The higher levels of t-tau and p-tau in AD dementia subjects reflect an active, more extensive neurodegeneration in this group as compared with MCI. The association with dementia is greater for the early reduction of CSF Aβ42 than for later increases in t-tau and p-tau when studied over a decade-long time window [24]. For instance, a study that analyzed longitudinal data from patients with a confirmed genetic mutation in PSEN1, PSEN2, or APP participating in the Dominantly Inherited Alzheimer Network (DIAN) showed that the reduction of soluble Aβ42 begins around 25 years before the estimated onset of AD, and 10 years before the increase in tau [6,25]. In our analysis, the effect size of changes in soluble Aβ42 was indeed larger compared to changes in p-tau or t-tau in discriminating NC from AD and MCI from AD. We speculate that the loss of Aβ42 is more important in driving initial toxicity whereas the increase in t-tau and p-tau may represent a later manifestation of the neurodegenerative process [26]. In agreement with these findings, absolute levels of Aβ42 have been reported to be lower, not higher, even among autosomal-dominant AD patients participating in DIAN [6,25] as well as in Down syndrome patients with APP duplication [27]. Also, the γ-secretase inhibitor semagacestat [28] and the β-secretase enzyme BACE1 inhibitor verubecestat reduced the levels of soluble Aβ42 in a dose-dependent manner and significantly worsened cognition and accelerated hippocampal atrophy [29]. Altogether, these observations suggest that a reduction in soluble Aβ42, beside serving as a marker of worsened outcome, may be responsible for the expression of cognitive deterioration in both hereditary and sporadic forms of the disease.

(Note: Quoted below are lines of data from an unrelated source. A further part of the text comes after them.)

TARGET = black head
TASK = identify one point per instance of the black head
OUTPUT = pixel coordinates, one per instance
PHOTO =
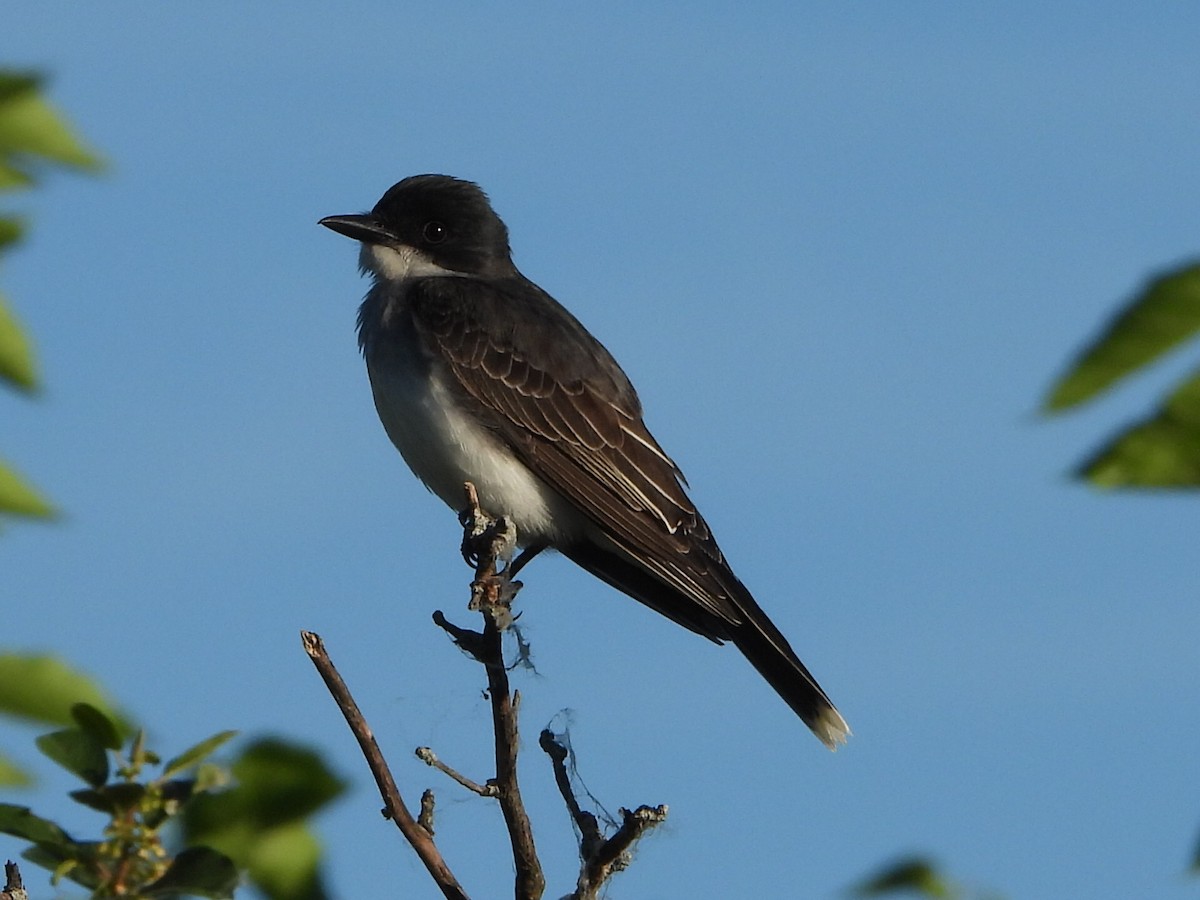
(447, 221)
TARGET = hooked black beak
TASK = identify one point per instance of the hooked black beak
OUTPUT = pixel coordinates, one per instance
(365, 228)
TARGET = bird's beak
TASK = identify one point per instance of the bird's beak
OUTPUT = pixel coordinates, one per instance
(365, 228)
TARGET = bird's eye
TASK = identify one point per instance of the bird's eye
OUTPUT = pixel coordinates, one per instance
(435, 232)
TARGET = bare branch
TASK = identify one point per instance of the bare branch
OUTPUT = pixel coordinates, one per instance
(601, 858)
(615, 853)
(430, 759)
(489, 540)
(13, 887)
(420, 839)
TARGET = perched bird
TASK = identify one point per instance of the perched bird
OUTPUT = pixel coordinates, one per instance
(481, 376)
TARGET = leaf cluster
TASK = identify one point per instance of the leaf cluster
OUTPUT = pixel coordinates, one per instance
(187, 826)
(1162, 449)
(33, 137)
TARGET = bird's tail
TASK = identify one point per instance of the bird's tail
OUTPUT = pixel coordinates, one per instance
(768, 652)
(744, 623)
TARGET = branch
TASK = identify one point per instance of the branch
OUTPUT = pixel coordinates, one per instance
(13, 887)
(486, 541)
(601, 858)
(420, 839)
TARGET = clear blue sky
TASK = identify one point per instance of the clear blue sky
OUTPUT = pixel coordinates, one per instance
(841, 251)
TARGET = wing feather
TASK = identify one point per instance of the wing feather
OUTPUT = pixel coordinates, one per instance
(557, 397)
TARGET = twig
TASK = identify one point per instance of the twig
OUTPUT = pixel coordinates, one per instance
(420, 839)
(430, 759)
(13, 887)
(487, 540)
(601, 858)
(591, 838)
(615, 853)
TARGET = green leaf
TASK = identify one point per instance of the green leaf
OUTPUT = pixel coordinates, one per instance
(11, 229)
(76, 861)
(45, 689)
(22, 822)
(1162, 316)
(198, 871)
(259, 823)
(276, 783)
(12, 775)
(78, 753)
(97, 725)
(111, 799)
(913, 875)
(31, 129)
(285, 864)
(19, 499)
(16, 353)
(1161, 451)
(197, 754)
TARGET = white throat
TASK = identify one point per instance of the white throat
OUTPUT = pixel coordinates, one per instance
(399, 264)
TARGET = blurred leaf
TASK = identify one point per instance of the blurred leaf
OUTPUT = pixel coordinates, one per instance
(18, 498)
(196, 754)
(111, 798)
(276, 783)
(31, 129)
(915, 875)
(97, 725)
(10, 231)
(12, 775)
(1161, 451)
(16, 354)
(76, 861)
(198, 871)
(22, 822)
(258, 821)
(1162, 316)
(286, 864)
(78, 753)
(45, 688)
(12, 178)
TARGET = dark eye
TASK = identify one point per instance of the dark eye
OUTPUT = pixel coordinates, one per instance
(435, 232)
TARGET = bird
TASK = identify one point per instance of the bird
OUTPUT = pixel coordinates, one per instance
(480, 376)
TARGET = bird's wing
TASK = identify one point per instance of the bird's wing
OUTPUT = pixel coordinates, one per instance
(558, 399)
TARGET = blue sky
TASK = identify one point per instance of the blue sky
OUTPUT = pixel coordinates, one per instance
(841, 251)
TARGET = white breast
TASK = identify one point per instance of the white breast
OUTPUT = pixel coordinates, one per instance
(445, 447)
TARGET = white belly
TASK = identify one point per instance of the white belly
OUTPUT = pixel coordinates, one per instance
(444, 448)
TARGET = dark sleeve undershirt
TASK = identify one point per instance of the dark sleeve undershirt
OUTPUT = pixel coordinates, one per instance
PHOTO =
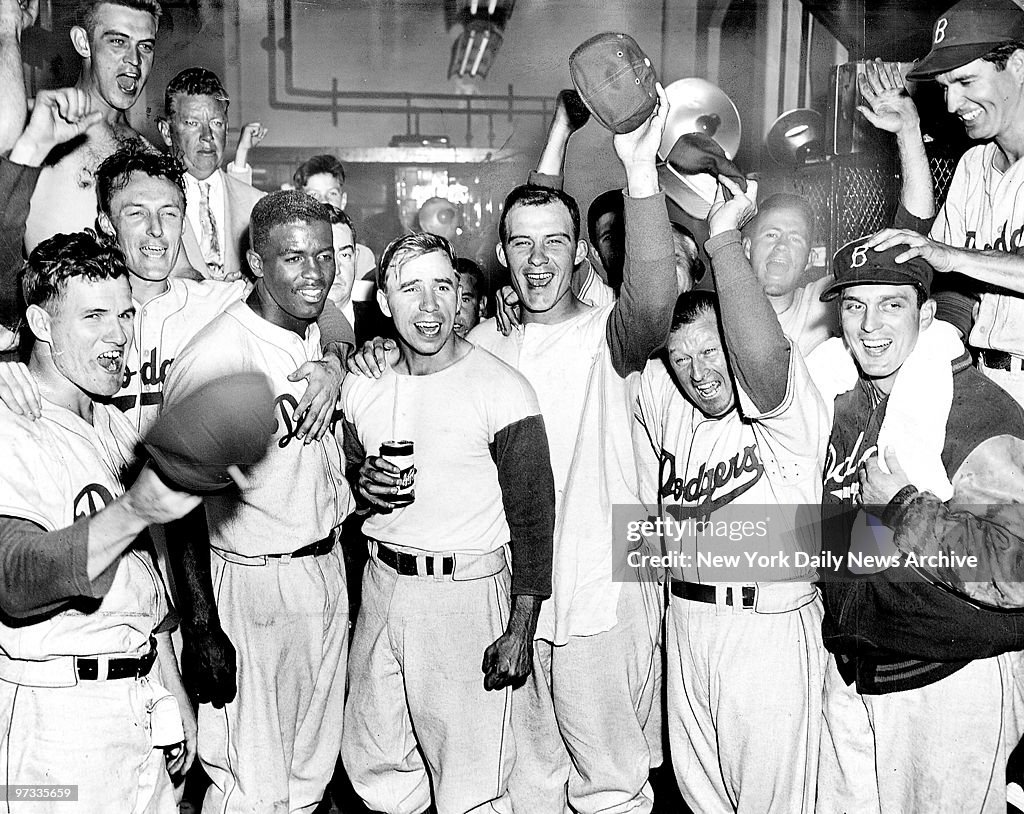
(759, 351)
(41, 571)
(642, 314)
(520, 453)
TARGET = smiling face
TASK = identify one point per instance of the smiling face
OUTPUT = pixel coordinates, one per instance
(696, 355)
(881, 325)
(88, 328)
(118, 52)
(295, 271)
(326, 188)
(196, 132)
(778, 246)
(471, 301)
(145, 219)
(987, 100)
(422, 298)
(541, 254)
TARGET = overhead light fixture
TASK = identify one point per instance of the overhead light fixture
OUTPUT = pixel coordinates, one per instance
(474, 50)
(476, 46)
(797, 137)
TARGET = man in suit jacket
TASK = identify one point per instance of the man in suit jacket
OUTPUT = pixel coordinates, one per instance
(217, 206)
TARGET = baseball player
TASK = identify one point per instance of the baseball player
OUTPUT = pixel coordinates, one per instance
(422, 722)
(922, 695)
(596, 662)
(777, 245)
(281, 596)
(739, 432)
(142, 207)
(977, 56)
(83, 612)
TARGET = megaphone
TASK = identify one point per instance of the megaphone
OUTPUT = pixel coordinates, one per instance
(697, 106)
(797, 137)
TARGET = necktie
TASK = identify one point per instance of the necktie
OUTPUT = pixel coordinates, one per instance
(210, 244)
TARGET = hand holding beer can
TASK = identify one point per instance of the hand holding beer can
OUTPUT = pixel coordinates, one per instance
(399, 455)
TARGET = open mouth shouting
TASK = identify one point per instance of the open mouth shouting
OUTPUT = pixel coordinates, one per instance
(129, 82)
(429, 329)
(112, 360)
(876, 347)
(311, 294)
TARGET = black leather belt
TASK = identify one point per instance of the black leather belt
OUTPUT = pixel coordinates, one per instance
(317, 549)
(1000, 360)
(88, 669)
(709, 593)
(406, 564)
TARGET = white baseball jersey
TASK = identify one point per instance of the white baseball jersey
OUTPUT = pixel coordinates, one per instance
(741, 467)
(163, 326)
(984, 209)
(56, 470)
(587, 409)
(298, 494)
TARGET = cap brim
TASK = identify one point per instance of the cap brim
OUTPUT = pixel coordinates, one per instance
(943, 59)
(872, 276)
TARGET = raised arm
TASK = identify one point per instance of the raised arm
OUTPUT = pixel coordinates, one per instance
(758, 349)
(14, 17)
(889, 106)
(43, 571)
(642, 315)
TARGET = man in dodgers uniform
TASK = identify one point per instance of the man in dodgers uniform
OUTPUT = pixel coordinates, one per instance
(422, 720)
(594, 684)
(83, 612)
(141, 206)
(923, 695)
(738, 431)
(977, 56)
(280, 579)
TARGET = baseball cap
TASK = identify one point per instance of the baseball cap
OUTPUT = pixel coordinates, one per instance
(967, 32)
(856, 264)
(615, 81)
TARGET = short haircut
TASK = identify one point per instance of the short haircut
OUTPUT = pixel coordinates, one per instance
(85, 12)
(608, 203)
(409, 247)
(531, 196)
(194, 82)
(315, 166)
(276, 209)
(467, 268)
(116, 171)
(340, 216)
(62, 257)
(691, 305)
(697, 267)
(1000, 53)
(784, 201)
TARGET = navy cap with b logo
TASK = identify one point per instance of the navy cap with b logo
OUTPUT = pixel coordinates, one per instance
(967, 32)
(856, 264)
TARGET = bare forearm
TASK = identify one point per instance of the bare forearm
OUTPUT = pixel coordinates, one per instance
(522, 620)
(11, 85)
(916, 195)
(991, 265)
(553, 158)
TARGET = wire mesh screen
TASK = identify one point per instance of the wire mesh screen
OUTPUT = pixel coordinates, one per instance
(855, 196)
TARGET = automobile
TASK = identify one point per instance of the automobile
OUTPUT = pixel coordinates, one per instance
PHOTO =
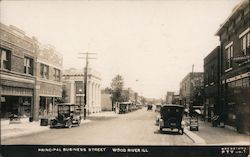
(150, 107)
(157, 107)
(171, 117)
(68, 115)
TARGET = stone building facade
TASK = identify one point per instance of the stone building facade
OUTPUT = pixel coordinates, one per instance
(188, 84)
(234, 36)
(211, 84)
(21, 86)
(48, 79)
(73, 82)
(17, 72)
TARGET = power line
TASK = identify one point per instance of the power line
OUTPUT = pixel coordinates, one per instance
(86, 78)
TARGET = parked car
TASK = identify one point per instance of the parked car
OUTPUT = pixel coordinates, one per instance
(150, 107)
(68, 115)
(158, 107)
(171, 117)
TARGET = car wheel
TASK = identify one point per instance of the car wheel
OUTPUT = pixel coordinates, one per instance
(69, 124)
(160, 128)
(182, 131)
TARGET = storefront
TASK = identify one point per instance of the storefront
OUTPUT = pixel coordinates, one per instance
(16, 101)
(47, 107)
(238, 102)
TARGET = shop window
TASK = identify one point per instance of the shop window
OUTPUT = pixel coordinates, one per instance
(44, 71)
(246, 82)
(28, 66)
(229, 51)
(57, 74)
(245, 43)
(5, 59)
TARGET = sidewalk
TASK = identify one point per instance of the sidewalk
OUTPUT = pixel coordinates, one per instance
(24, 128)
(216, 135)
(104, 114)
(20, 129)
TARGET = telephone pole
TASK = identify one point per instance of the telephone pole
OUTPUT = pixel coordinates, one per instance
(86, 56)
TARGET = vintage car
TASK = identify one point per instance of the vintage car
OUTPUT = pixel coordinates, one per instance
(68, 115)
(171, 117)
(150, 107)
(158, 107)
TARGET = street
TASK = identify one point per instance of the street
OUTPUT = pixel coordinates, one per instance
(134, 128)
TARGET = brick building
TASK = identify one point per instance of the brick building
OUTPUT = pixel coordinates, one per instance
(211, 84)
(17, 72)
(189, 83)
(73, 82)
(234, 36)
(48, 79)
(30, 75)
(169, 97)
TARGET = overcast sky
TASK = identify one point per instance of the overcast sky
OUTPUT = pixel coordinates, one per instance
(154, 42)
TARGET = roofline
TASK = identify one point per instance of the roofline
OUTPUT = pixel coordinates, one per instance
(237, 8)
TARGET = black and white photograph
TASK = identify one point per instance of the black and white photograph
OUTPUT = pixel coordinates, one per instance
(125, 78)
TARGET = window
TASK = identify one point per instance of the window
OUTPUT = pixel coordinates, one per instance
(28, 65)
(229, 51)
(57, 74)
(212, 74)
(44, 71)
(5, 59)
(245, 43)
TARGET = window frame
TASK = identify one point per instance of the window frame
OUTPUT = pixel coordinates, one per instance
(5, 64)
(44, 71)
(28, 69)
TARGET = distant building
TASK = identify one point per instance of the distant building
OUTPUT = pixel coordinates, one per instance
(17, 72)
(212, 84)
(234, 36)
(106, 101)
(176, 99)
(73, 81)
(30, 75)
(188, 85)
(48, 79)
(169, 97)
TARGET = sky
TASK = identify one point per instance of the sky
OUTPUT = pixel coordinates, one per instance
(152, 44)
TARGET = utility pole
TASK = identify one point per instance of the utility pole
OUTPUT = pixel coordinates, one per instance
(86, 79)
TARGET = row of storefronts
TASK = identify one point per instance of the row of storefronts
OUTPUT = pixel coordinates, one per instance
(32, 82)
(227, 72)
(27, 89)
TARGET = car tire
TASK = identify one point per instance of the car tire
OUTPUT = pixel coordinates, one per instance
(182, 131)
(69, 124)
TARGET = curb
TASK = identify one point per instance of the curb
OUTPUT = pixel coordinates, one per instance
(195, 138)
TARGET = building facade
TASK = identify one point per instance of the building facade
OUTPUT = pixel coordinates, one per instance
(23, 81)
(212, 105)
(189, 83)
(73, 82)
(169, 97)
(106, 101)
(17, 72)
(234, 36)
(48, 79)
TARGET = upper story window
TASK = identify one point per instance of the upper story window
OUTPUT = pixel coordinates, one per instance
(229, 54)
(28, 65)
(245, 43)
(5, 59)
(212, 74)
(44, 71)
(57, 74)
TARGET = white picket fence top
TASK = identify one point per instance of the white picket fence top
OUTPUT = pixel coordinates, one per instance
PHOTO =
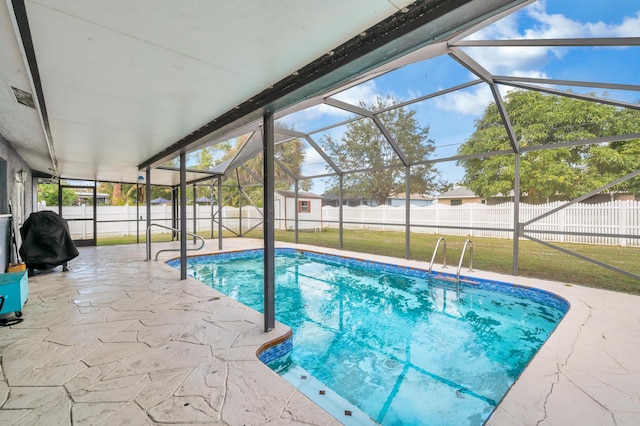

The cross-sectional design of this study is the major limitation of our analysis, even if embedded in a prospectively evaluated cohort. In this cohort, only 3 amyloid PET-positive ADNI participants converted from NC to AD and 24 from NC to MCI. In the modestly larger sample of MCI to AD converters (103), the OR was larger for soluble Aβ42 than for brain amyloidosis. The small number of conversions among amyloid-positive NC subjects supports the observation that brain amyloid accrual alone is insufficiently “toxic” to initiate the development of dementia. Another limitation is the use of two different radiotracers for the PET amyloid acquisition, which may have introduced variability around the SUVR estimates. However, the results were confirmed using the CL derivation to reconcile this potential source of variability. Also, when using only data from the [18]F-florbetapir and excluding subjects within 5% of the threshold in both tracers the results were unchanged. This limitation is attenuated by the fact that Aβ40 is less fibrillogenic than Aβ42 in CSF, rendering it less relevant for the study of brain amyloidosis [2]. Finally, although the findings obtained in this study were based on robust statistical and sensitivity analyses, they did not come from a “perfect” study, which would have directly measured soluble Aβ42 in the brain, with such techniques as microdialysis or fresh-frozen brain tissue biopsies, and corrected for the number of active neurons, the volume and flow rate of CSF, and the presence of other brain pathologies to understand the influence of local levels of Aβ42 in brain tissues and the influence of neuronal activity. However, the logistical and ethical difficulties of conducting such a study are enormous.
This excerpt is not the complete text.